As the problem still exists in 2.6.39-rc6 and I cannot see this patch either in mainline nor in 2.6.38-stable, what will be the next step? Please also notice that I wasn't able to test it since it does not apply against .38.
Comment 9 Rafael J. Wysocki 2011-05-14 22:29:19 UTC
Fixed by commit 29c5a587284195278e233eec5c2234c24fb2c204 .
Comment 10 Stefan Bauer 2011-05-23 15:54:36 UTC
(In reply to comment #9)
> Fixed by commit 29c5a587284195278e233eec5c2234c24fb2c204 .

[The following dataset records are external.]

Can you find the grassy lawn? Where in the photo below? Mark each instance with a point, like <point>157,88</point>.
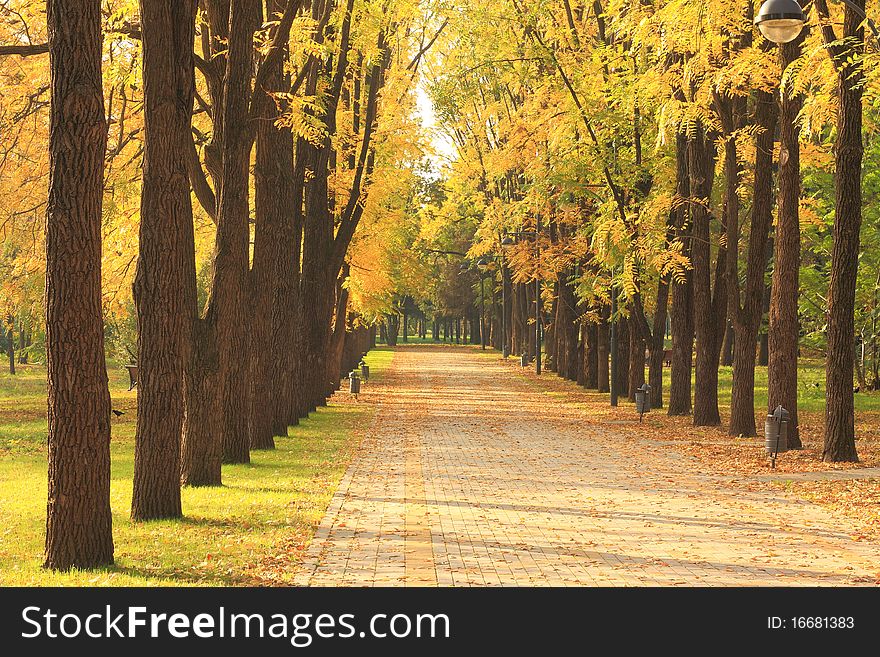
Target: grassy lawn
<point>251,531</point>
<point>715,452</point>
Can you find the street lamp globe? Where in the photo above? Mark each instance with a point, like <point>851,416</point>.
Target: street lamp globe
<point>780,21</point>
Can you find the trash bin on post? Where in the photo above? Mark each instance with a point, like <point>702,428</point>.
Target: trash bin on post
<point>354,383</point>
<point>643,400</point>
<point>776,433</point>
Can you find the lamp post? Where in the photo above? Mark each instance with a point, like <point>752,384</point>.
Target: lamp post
<point>612,387</point>
<point>781,21</point>
<point>482,266</point>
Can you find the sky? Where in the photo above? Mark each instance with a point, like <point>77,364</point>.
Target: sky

I'm sorry, but this issue isn't solved completely. I can still reproduce errors as following just by using Chromium on some Javascript and image intensive websites:

[drm:i915_hangcheck_elapsed] *ERROR* Hangcheck timer elapsed... GPU hung
[drm:i915_wait_request] *ERROR* i915_wait_request returns -11 (awaiting 59733 at 59731, next 59734)
[drm:i915_reset] *ERROR* Failed to reset chip.

I'm currently using:
Linux 2.6.39
xorg-server 1.9.5
libdrm 2.4.25
xf86-video-intel 2.14.0
mesa 7.10.2
chromium 11.0.696.68
Comment 11 Stefan Bauer 2011-05-30 05:43:45 UTC
Just to complete the picture: Since 2.6.39, the effects of this GPU hangers aren't that drastic anymore; the system remains responsible. But here is what I just experienced:
- surfed with Chromium on google.com
- suddenly: X-Server completely blocked for about 2 sec
- X-Server recovered somehow, but lots of colors are confused, fonts are rendered incorrectly
- But windows still could be moved, closed etc.
- dmesg says "GPU hung" like in comment #10
- to be evil, now try to run glxgears
- X/kdm (?) crashed and restarted immediately, I log back in
- colors / fonts look fine now!
- try to run glxgears again: works fine now!
- the only thing that's still not working is XVideo

I will be testing 3.0-rcx sooner or later, hopefully we get this issue fixed for 3.0 ;)
Comment 12 Stefan Bauer 2012-01-30 12:11:21 UTC
This issue is solved in the meanwhile.
Comment 13 Florian Mickler 2012-01-30 22:15:38 UTC
Do you have a pointer to the fix?
Else we rather close this as unreproducible.
Comment 14 Stefan Bauer 2012-01-31 09:30:31 UTC
(In reply to comment #13)
> Do you have a pointer to the fix?

Not really. v3.0 works, v2.6.39 doesn't, but I don't know which exact commit fixed it.

> Else we rather close this as unreproducible.

I'm fine with unreproducible, thanks.